Lughnasaposter

Dancing at Lughnasa

A Play By Brian Friel

Dancing at Lughnasa is Brian Friel’s memory play. The narrator, Michael Mundy, recalls the time of the Festival of Lughnasa in 1936 when he was 7 and lived the rustic life with his mother and her 4 sisters in Ballybeg in Donegal, Ireland. They lead a quiet, country life which is stirred up by the return of their older brother, Jack, a priest who has spent 25 years as a missionary in Africa and whose experiences there have weakened and changed him, and Gerry, Michael’s father, who impregnated Chris and then left before the birth of the child. He is a gadfly, a ne’er-do-well, always on the move and a man who shows his face in Ballybeg only intermittently throughout Michael’s life.
Dancing in all its forms was frowned upon by the Church in the 1930s.  Dancing is the central image of the play, from the civilised, ‘tame’ Astaire/Rodgers style of Michael’s parents through Father Jack’s ritual dances of pagan Africa to the wild frenzy of the sister’s Irish reel.
What leads into the titular dance in the play is the awareness of Lughnasa being celebrated – a pagan rite left over from ceremonies honouring Lugh, the god of the sun worshipped by the ancient Celts. Two meanings oscillate in the feast of Lughnasa: connotations of sexual awakening and transformation and the beginning of the darker days of the year. So the dance is not a catalyst into a bright future for the Mundy sisters. On the contrary, it is rather the last orgasmic manifestation of the women’s joy of life, the last fling of the spinsters — where hope and passion and the present meet before the tragic evening of their day sets in. What lies ahead is the sad break-up of a family.
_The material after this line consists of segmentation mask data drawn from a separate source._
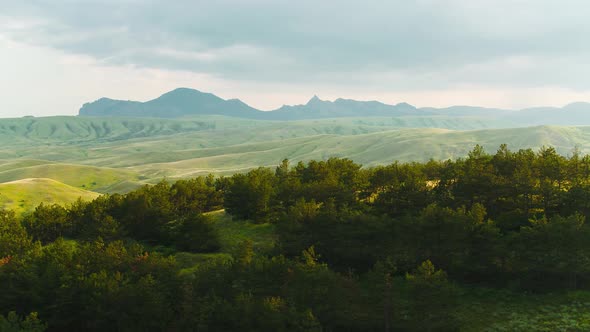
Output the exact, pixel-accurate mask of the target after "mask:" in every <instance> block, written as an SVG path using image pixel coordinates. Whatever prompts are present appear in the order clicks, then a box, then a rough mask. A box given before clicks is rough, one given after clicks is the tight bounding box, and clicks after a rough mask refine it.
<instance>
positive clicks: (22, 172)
mask: <svg viewBox="0 0 590 332" xmlns="http://www.w3.org/2000/svg"><path fill="white" fill-rule="evenodd" d="M28 178H49V179H53V180H56V181H58V182H62V183H64V184H67V185H70V186H73V187H76V188H79V189H85V190H90V191H96V192H101V193H107V192H110V189H111V188H112V187H113V186H122V184H127V185H128V186H129V185H130V183H135V184H136V185H135V186H134V187H137V186H138V185H140V184H139V181H140V176H139V175H138V174H136V173H134V172H132V171H128V170H124V169H115V168H107V167H94V166H86V165H74V164H63V163H52V162H46V161H45V162H44V161H41V160H18V161H5V162H2V161H0V183H3V182H11V181H17V180H21V179H28ZM130 186H133V185H130ZM131 189H133V188H131Z"/></svg>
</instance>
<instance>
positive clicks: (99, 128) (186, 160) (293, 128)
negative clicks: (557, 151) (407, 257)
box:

And yet the play does not end on a note of hopelessness. In Michael’s memory the past is – despite the acknowledged tragic fates of the family members – illogically enchanted. The play denies pessimism.
The sisters:
Kate – is the hard-faced, puritanical sister who earns most of the meagre family income by teaching. She is the disciplinarian of the family, the spoilsport who tries to keep everyone in line and the family functioning.
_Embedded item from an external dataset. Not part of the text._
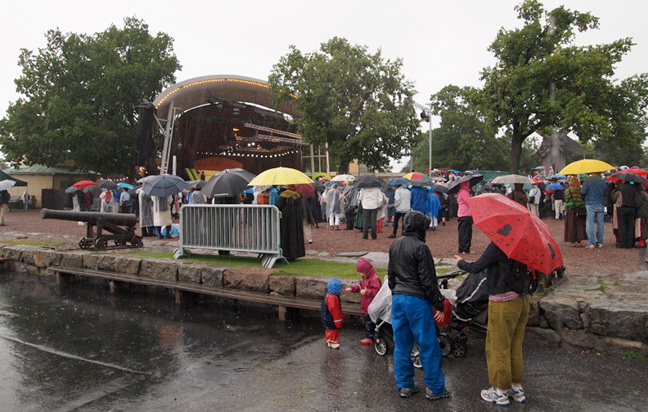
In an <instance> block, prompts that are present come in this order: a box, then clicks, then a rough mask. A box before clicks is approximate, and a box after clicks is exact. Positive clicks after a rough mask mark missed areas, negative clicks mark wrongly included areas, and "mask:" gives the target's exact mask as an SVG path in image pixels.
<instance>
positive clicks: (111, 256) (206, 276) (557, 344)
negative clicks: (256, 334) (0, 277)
mask: <svg viewBox="0 0 648 412" xmlns="http://www.w3.org/2000/svg"><path fill="white" fill-rule="evenodd" d="M0 256H2V257H6V258H8V259H9V262H7V263H5V265H7V269H8V270H10V271H14V272H18V273H21V274H27V275H45V274H46V268H47V267H48V266H63V267H70V268H86V269H92V270H100V271H106V272H118V273H122V274H128V275H131V276H140V277H142V278H150V279H159V280H164V281H170V282H177V283H178V284H197V285H202V286H204V287H213V288H234V289H239V290H245V291H250V292H256V293H267V294H271V295H281V296H289V297H298V298H302V299H313V300H317V301H321V300H322V299H323V298H324V296H325V294H326V290H327V289H326V283H327V282H328V280H329V279H328V278H318V277H311V276H275V275H274V274H275V273H276V272H277V270H274V269H267V268H263V267H238V268H229V267H217V266H214V265H210V264H197V263H192V262H186V261H182V260H174V259H144V258H136V257H132V256H129V255H124V254H110V253H105V252H101V253H97V252H90V251H53V250H49V249H44V248H40V247H30V246H2V247H0ZM353 283H356V281H351V280H343V284H344V289H346V288H347V287H350V286H351V285H352V284H353ZM596 285H597V284H594V285H593V286H592V285H591V284H587V285H585V286H583V287H580V288H578V287H576V288H575V287H574V285H570V284H568V285H566V286H563V287H560V288H558V289H557V290H556V291H555V292H554V293H552V294H551V295H549V296H546V297H542V298H540V297H533V298H532V300H531V313H530V316H529V323H528V327H527V335H526V342H527V344H531V345H537V346H542V347H550V348H557V347H563V348H565V349H568V350H587V351H596V352H605V353H617V354H626V353H640V354H644V355H648V303H646V302H644V301H640V299H639V297H640V296H644V293H643V290H641V288H640V285H635V286H634V287H632V288H631V290H630V291H623V290H622V292H624V294H623V299H615V298H610V297H609V291H608V294H607V295H606V294H605V293H603V291H602V290H601V289H602V288H601V287H598V288H597V287H596ZM637 288H639V292H641V293H635V294H634V295H632V296H634V297H635V299H630V300H628V296H629V295H631V294H632V291H635V292H636V291H637ZM341 300H342V302H346V303H350V304H358V303H359V302H360V294H359V293H355V294H354V293H347V292H346V291H343V292H342V293H341Z"/></svg>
Rose – a sweet and mildly retarded woman who, like her younger sister Chris, is made a fool of by a man. Nevertheless she maintains a lovely kind of dignity.
Agnes – is the quiet sister who spends her days knitting gloves until the glove factory comes to town. Her quietness may well hide the deepest well of yearning of all the sisters.
Chris – the unmarried mother who – normally pragmatic and equipped with a sharp intelligence – must almost believe the lies of the usually absent Gerry to protect herself and her child.
Maggie – is the life force of the family. She is the earthy, pagan, funny, sexy woman who invariably finds sunshine in the shadows.